At the end of last year, revised figures showed the economy had zero growth between July and September.

It was the latest in a series of disappointing figures, including a rise in inflation in the year to November with prices rising at their fastest pace since March.

In December, the Bank of England said the economy was likely to have performed worse than expected in the last three months of 2024.

At the same time, it held interest rates at 4.75% citing "heightened uncertainty in the economy".

Globally, there has been a rise in the cost of government borrowing in recent months sparked by investor concerns that US President-elect Donald Trump's plans to impose new tariffs on imports from Canada, Mexico and China would push up inflation.

The cost of government borrowing in the US has seen a similar rise to that of the UK.

"It may be a global sell-off, but it creates a singular headache for the UK chancellor looking to spend more on public services without raising taxes again or breaking her self-imposed fiscal rules," said Danni Hewson, head of financial analysis at AJ Bell.

Reeves v Truss

Some may be wondering about the impact of higher gilt yields on the mortgage market, particularly after what happened after Liz Truss's mini-Budget in September 2022.

Although yields are higher now than they were then, they have been creeping up slowly over a period of months, whereas in 2022 they shot up over a couple of days.

That speedy rise led to lenders quickly pulling deals while they tried to work out what interest rate to charge.

Line chart showing how yields on 10-year UK government bonds changed before and after Liz Truss's mini-Budget in September 2022, and Rachel Reeves's Budget in October 2024. 48 days before Truss's mini-Budget, yields were 2.1%, and gradually rose to 3.5% the day before her statement on 23 September 2022, but then had jumped to 4.2% by the day after. It then gradually fell back to 3.2% by 48 days after. Yields rose more gradually before and after Reeves's Budget, from 4.0% 48 days before, to 4.8% 48 days after. There wasn't the same spike in the days after the Budget on 30 October 2024.

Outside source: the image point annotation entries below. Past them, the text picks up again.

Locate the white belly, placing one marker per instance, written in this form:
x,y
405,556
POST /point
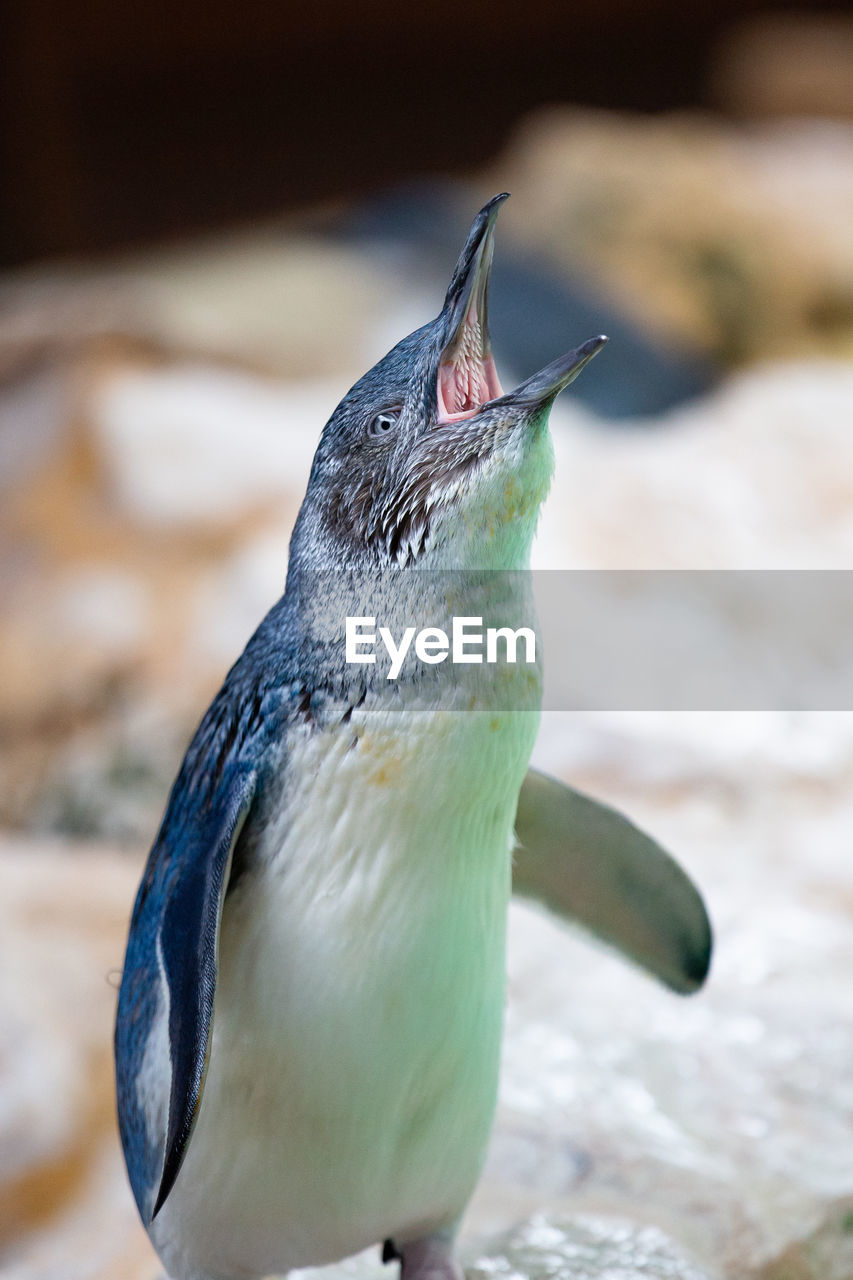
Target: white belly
x,y
359,1006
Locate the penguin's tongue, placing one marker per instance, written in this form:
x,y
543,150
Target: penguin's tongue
x,y
466,374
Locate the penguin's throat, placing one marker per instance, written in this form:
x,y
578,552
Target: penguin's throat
x,y
466,374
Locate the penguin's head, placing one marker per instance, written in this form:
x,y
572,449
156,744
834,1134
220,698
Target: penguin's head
x,y
427,461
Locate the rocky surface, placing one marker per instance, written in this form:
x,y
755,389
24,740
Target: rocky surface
x,y
154,446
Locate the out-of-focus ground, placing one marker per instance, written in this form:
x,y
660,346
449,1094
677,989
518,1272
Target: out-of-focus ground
x,y
158,419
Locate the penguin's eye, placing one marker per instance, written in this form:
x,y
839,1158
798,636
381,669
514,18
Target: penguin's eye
x,y
384,423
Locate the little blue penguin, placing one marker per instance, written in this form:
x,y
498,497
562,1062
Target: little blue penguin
x,y
311,1002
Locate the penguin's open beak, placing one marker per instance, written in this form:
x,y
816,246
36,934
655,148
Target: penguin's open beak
x,y
468,380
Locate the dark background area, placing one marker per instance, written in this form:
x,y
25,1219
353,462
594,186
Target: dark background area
x,y
123,123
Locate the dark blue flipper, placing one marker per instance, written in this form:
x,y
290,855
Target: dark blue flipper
x,y
190,950
174,935
588,863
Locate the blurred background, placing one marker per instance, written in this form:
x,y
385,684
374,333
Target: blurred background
x,y
214,218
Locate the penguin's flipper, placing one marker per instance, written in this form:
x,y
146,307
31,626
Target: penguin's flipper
x,y
172,963
585,862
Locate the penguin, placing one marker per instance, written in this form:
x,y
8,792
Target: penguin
x,y
310,1013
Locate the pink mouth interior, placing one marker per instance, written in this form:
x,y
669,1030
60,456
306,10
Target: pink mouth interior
x,y
466,375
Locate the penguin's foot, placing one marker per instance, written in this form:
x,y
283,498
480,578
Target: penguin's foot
x,y
427,1260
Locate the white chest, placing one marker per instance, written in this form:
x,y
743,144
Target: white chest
x,y
359,1006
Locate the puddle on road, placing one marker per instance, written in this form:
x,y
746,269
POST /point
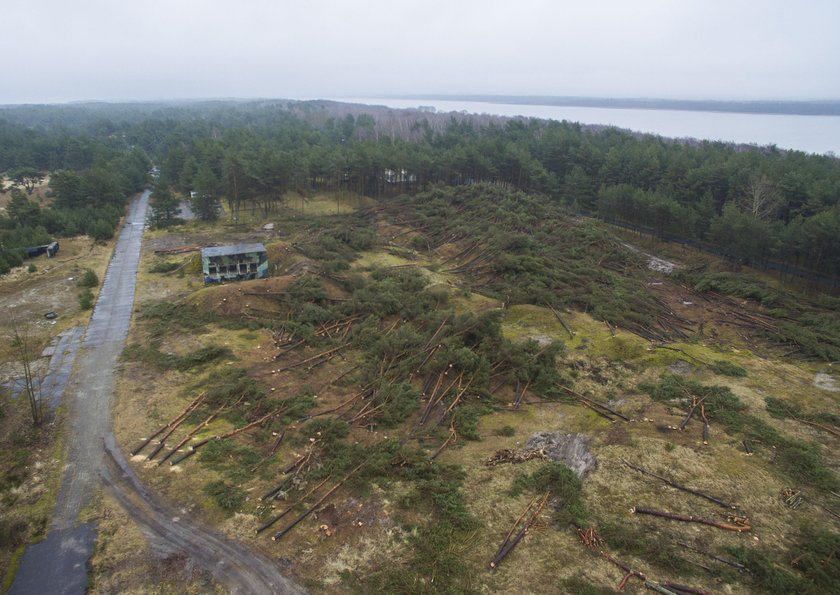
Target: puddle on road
x,y
826,382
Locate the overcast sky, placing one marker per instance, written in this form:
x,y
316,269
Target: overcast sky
x,y
68,50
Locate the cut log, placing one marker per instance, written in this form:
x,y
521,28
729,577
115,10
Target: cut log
x,y
276,518
560,320
673,484
691,519
731,563
535,506
178,419
309,511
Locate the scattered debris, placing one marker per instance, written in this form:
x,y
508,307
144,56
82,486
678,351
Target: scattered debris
x,y
674,484
570,449
792,498
826,382
735,523
590,537
510,455
535,506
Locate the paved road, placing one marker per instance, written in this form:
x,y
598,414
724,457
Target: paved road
x,y
58,565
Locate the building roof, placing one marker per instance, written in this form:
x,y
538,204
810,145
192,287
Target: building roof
x,y
230,250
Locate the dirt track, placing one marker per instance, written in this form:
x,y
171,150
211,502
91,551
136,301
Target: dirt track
x,y
229,562
58,564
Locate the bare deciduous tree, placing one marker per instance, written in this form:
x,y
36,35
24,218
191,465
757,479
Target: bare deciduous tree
x,y
32,385
762,199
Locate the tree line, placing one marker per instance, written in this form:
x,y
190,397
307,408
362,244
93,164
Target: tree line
x,y
751,202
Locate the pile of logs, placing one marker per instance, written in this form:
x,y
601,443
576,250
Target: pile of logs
x,y
520,528
590,538
510,455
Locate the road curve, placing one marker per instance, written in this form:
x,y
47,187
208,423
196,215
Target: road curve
x,y
230,562
58,565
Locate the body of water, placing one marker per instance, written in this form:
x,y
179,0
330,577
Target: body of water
x,y
811,134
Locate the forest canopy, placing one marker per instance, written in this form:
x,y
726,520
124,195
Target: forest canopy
x,y
748,203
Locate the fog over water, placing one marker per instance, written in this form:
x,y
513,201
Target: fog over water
x,y
811,134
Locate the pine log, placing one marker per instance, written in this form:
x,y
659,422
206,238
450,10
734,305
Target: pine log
x,y
508,544
309,511
289,509
690,519
177,419
731,563
683,488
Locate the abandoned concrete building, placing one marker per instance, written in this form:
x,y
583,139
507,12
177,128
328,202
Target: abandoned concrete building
x,y
234,263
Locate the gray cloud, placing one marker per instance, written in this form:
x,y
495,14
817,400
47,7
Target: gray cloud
x,y
102,49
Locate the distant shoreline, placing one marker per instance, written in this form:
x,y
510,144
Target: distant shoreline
x,y
786,108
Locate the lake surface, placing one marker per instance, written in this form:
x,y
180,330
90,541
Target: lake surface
x,y
811,134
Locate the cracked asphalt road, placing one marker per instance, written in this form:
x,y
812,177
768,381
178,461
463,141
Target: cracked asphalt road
x,y
58,565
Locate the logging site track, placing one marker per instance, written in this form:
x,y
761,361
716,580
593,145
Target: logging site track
x,y
59,564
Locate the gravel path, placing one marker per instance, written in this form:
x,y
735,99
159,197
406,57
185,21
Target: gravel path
x,y
58,565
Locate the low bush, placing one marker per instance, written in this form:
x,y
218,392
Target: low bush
x,y
88,279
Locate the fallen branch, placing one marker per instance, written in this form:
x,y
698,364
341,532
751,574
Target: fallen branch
x,y
309,511
446,442
814,424
592,404
731,563
683,488
276,518
177,420
688,417
560,320
691,519
508,544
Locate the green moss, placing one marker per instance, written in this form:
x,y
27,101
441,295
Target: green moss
x,y
727,368
226,496
564,485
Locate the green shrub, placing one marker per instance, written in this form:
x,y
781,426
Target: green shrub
x,y
230,458
557,478
163,266
465,420
86,299
726,368
88,279
506,431
226,496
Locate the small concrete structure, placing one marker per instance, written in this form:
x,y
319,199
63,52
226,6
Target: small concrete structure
x,y
234,263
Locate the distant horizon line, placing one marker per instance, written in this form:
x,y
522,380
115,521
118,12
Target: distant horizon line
x,y
806,107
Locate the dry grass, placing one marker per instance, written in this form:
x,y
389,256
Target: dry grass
x,y
605,365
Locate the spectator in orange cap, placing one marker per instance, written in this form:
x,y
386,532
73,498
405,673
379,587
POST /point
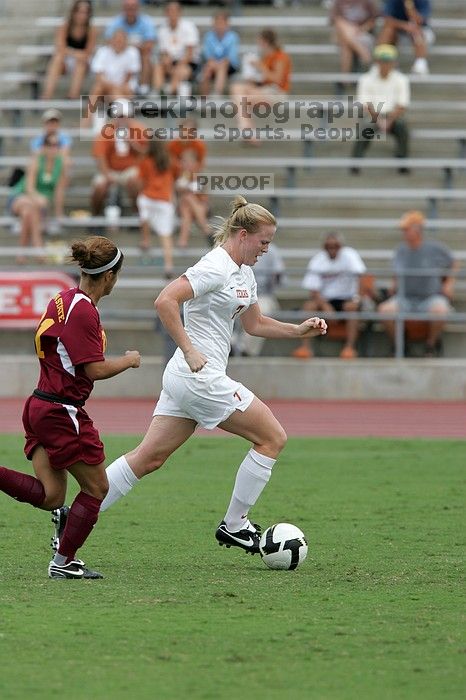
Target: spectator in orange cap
x,y
425,293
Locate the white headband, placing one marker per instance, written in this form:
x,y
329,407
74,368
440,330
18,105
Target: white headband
x,y
104,268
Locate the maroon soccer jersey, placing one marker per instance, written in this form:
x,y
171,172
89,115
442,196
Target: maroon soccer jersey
x,y
68,336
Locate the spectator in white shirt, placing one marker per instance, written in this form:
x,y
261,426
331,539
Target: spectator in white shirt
x,y
332,278
178,57
116,67
385,94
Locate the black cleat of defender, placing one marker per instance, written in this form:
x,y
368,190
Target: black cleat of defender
x,y
59,517
74,569
245,539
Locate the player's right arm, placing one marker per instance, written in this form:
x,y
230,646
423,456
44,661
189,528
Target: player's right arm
x,y
107,368
167,306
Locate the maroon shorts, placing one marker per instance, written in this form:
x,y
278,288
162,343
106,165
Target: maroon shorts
x,y
66,433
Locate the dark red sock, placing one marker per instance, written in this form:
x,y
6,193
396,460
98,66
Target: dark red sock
x,y
81,519
23,487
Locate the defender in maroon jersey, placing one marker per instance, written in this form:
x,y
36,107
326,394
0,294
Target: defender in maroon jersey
x,y
60,436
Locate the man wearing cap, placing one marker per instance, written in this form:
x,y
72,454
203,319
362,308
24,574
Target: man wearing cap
x,y
410,17
51,120
385,94
425,293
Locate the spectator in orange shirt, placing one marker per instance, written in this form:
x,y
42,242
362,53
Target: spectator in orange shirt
x,y
265,77
117,150
188,154
155,202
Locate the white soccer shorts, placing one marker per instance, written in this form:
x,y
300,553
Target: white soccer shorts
x,y
207,397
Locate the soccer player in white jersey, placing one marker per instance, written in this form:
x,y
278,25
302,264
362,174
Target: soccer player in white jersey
x,y
196,388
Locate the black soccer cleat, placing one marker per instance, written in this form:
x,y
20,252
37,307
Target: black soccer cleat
x,y
245,539
59,517
74,569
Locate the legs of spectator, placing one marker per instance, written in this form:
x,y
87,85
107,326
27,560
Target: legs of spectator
x,y
400,131
241,93
361,146
221,75
29,209
182,72
347,37
442,308
77,77
132,185
389,307
388,33
207,75
146,238
186,219
167,249
352,329
98,196
54,71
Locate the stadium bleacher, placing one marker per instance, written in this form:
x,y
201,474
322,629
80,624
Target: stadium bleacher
x,y
313,186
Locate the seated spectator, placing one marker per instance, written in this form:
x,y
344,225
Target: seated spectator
x,y
268,272
219,55
188,155
117,156
413,293
155,202
385,94
178,53
353,21
141,34
116,68
51,120
265,78
332,278
410,17
74,44
34,194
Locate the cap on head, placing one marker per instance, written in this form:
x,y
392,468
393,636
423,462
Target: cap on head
x,y
412,218
50,114
385,52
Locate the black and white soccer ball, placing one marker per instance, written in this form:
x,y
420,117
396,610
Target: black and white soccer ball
x,y
283,546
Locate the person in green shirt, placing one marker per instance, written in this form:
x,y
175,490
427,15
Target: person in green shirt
x,y
34,194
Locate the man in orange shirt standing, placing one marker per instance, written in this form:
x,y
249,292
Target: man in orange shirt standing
x,y
117,150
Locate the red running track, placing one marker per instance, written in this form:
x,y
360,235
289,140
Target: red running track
x,y
439,419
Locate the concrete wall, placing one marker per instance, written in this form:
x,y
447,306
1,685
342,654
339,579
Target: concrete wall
x,y
282,378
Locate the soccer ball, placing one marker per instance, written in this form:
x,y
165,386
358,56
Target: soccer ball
x,y
283,546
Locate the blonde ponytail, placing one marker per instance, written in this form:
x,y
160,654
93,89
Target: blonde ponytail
x,y
245,215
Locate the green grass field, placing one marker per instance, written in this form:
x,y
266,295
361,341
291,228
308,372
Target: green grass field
x,y
374,612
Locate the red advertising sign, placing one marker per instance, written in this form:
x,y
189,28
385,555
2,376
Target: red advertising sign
x,y
25,295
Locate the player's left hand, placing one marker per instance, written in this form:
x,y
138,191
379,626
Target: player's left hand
x,y
312,327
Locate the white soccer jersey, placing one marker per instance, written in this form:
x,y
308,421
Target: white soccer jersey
x,y
222,291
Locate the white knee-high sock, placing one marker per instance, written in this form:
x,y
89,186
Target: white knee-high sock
x,y
121,480
253,474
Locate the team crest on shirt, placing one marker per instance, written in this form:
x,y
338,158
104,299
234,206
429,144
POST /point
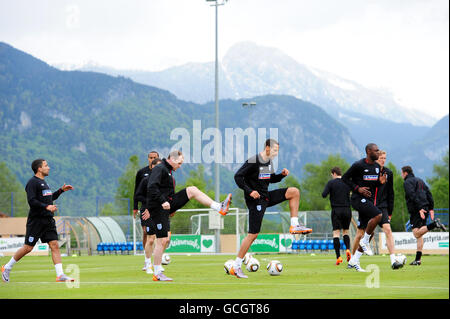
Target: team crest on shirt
x,y
370,177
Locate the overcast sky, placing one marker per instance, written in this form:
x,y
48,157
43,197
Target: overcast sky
x,y
400,45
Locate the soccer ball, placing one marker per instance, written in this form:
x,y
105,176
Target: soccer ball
x,y
274,268
165,259
401,258
247,257
227,266
253,264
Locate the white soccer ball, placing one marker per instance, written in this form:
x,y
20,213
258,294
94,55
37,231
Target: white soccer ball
x,y
253,264
274,268
247,257
401,258
227,266
165,259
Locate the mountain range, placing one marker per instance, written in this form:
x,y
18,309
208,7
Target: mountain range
x,y
88,124
248,70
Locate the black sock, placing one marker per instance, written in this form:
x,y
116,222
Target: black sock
x,y
418,255
431,226
337,246
347,241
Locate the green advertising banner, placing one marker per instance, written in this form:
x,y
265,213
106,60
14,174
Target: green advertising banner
x,y
265,243
184,244
191,244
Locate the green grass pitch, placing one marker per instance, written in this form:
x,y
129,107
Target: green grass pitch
x,y
203,277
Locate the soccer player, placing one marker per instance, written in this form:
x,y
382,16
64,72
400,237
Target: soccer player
x,y
364,178
40,221
149,228
254,178
384,201
341,213
163,201
420,205
140,175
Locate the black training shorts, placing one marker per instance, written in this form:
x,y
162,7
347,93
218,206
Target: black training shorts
x,y
362,222
160,216
149,226
341,217
257,208
366,209
416,221
40,228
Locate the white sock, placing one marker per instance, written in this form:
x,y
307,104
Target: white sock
x,y
238,262
392,258
11,263
215,205
366,238
357,255
59,270
156,269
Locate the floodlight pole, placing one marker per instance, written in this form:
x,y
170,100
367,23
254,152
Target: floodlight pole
x,y
216,98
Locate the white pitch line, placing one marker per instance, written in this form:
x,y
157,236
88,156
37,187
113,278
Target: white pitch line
x,y
246,284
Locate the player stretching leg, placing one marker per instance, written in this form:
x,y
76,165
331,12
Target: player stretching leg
x,y
162,201
254,178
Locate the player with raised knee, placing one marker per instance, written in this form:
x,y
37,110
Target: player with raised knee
x,y
364,178
384,201
254,178
162,201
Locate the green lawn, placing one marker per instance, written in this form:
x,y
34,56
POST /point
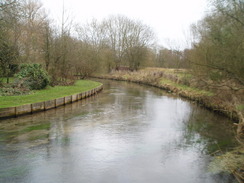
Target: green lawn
x,y
48,94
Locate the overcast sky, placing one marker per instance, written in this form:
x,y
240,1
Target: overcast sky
x,y
170,19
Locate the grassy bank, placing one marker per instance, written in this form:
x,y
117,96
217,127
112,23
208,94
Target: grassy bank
x,y
182,83
47,94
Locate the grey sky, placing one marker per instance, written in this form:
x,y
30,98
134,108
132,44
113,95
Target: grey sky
x,y
170,19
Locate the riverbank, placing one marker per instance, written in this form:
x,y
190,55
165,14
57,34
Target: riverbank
x,y
48,98
173,84
179,84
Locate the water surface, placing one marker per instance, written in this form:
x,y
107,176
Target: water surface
x,y
126,134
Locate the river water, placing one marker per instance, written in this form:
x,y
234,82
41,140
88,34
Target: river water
x,y
126,134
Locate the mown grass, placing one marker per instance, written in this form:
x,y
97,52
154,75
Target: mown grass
x,y
186,88
48,94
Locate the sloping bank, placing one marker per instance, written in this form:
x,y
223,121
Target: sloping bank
x,y
206,99
47,99
231,162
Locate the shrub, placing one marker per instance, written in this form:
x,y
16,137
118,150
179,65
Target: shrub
x,y
32,76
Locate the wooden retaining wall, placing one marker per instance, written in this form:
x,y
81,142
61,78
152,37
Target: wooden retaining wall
x,y
46,105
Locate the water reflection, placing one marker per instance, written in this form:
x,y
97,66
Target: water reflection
x,y
128,133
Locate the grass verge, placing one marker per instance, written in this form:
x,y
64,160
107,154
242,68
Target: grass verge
x,y
47,94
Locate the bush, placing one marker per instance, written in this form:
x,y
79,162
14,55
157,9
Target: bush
x,y
32,76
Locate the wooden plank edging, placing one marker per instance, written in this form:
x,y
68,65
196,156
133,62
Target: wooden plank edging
x,y
46,105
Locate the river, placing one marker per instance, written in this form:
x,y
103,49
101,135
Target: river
x,y
126,134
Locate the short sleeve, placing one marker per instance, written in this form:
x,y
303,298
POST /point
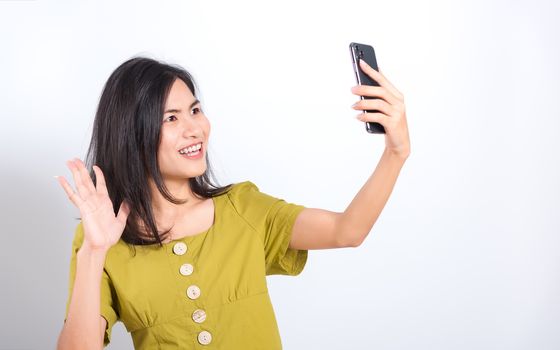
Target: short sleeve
x,y
273,218
107,291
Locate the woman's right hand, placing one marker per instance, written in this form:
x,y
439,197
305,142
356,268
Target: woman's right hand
x,y
102,229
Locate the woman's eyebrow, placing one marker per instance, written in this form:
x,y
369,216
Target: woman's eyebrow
x,y
196,101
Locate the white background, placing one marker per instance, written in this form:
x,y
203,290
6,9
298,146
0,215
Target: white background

But the picture is too complex to make a direct comparison between Truss and Reeves, said Simon French, chief economist at Panmure Gordon.

"The major driver of yields going higher under Truss was UK policy. It was a combination of the mini-Budget, which was her fault, and the energy crisis, which wasn't her fault. But the mini-Budget was the biggest factor.

"This time, there is global anxiety about the level of debt pushing yields up everywhere, not least the US, which is not Reeves' fault. But there's also a dim view on the growth impact from her Budget, which is slowing rather than accelerating the economy. That is her fault."